Policing the Social Crises of the 1960s

During the turbulent 1960s, a variety of social and legal forces renewed interest in police reform.

Racism and the police

To many residents living in the U.S. in the 1960s, the police symbolized a society that denied black citizens equal justice. Police actions ignited race riots in almost every city in the United States. The National Advisory Commission on Civil Disorders (the Kerner Commission, named after its chairperson, Otto Kerner) blamed the riots on racism. It stated that “our nation is moving toward two societies, one black, one white—separate and unequal.” The Kerner Commission criticized law enforcement for the underrepresentation of blacks on police forces, brutality and abuse of power, and racial bias in the use of deadly force.

 

Police departments responded in several ways. First, they started police‐community relations programs to improve communication between the police and racial minority citizens. Second, departments initiated affirmative action programs to recruit and promote more blacks and women. Third, some big city police departments formulated written policies for the use of deadly force to reduce racial disparities in police shootings.

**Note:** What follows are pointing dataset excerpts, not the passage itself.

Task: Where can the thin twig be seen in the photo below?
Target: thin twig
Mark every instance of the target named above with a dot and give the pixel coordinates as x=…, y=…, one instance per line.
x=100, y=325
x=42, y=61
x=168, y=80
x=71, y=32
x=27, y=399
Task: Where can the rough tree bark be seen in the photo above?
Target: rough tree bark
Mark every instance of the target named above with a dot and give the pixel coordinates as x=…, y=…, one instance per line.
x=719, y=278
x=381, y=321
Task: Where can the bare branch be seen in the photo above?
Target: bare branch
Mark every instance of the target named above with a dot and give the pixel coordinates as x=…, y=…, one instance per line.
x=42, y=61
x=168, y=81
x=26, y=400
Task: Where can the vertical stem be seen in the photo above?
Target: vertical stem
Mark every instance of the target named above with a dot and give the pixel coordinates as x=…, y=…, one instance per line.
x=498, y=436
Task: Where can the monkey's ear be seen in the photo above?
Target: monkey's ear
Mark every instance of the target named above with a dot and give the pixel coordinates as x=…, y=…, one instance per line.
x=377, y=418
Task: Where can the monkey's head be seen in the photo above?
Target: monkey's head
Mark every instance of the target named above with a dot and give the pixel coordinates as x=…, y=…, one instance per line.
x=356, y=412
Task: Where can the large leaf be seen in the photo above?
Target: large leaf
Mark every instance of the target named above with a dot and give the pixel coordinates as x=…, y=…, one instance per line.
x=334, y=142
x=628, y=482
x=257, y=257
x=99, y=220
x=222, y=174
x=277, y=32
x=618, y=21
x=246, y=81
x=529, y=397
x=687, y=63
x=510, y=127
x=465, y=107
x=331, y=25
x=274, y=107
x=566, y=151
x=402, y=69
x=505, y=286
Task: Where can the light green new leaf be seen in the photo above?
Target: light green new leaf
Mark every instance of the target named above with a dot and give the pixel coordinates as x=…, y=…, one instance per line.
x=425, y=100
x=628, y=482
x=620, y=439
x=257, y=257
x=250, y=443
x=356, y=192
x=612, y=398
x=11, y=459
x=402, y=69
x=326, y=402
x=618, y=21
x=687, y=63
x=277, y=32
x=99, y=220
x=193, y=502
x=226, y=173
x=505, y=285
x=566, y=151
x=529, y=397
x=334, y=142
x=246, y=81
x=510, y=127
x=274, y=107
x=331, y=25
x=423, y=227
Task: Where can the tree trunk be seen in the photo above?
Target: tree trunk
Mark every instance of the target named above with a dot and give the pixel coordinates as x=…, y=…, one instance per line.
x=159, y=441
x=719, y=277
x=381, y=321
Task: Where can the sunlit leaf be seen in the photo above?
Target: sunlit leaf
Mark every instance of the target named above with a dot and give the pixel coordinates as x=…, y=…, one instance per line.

The due process revolution and the police

The Warren Court handed down a series of decisions between 1961 and 1969 that expanded citizens' due process rights and limited police powers. Some police administrators complained that Fourth and Fifth Amendment limits on police powers to question, arrest, search, and seize made it impossible for the police to fight crime. Civil liberties advocates heralded the revolution in criminal procedure as a way to ensure that the police treated those accused of crimes fairly.

Street crime and the federalization of law enforcement

Between 1960 and 1974, index crimes skyrocketed nationally from 3,363,700 to over 10 million per year. In addition to the upward spiral in crime, drug abuse spread from the ghettos to the white middle class. The federal government responded by passing crime control legislation and by creating the Law Enforcement Assistance Administration (LEAA). LEAA served as a conduit through which the federal government funneled millions of dollars into state and local police agencies. LEAA's Law Enforcement Education Program (LEEP) helped thousands of officers pay for a college education. LEAA money assisted in the development of hundreds of criminal justice programs in colleges and universities across the nation. Technological innovations, such as computers and modern communications devices, changed the ways in which police kept records and communicated with one another.

The resurgence of police unionism

Employment conditions in police departments worsened, and rank‐and‐file officers became alienated by the due process revolution. These developments led to an outburst of police unionism. Strikes of police became common in big cities. Unions won improvements in salaries and benefits for officers along with protections for them in disciplinary hearings. There was a redistribution of power within police departments. Police unions reduced the power of police administrators, who now are forced to consult with union officials over management issues.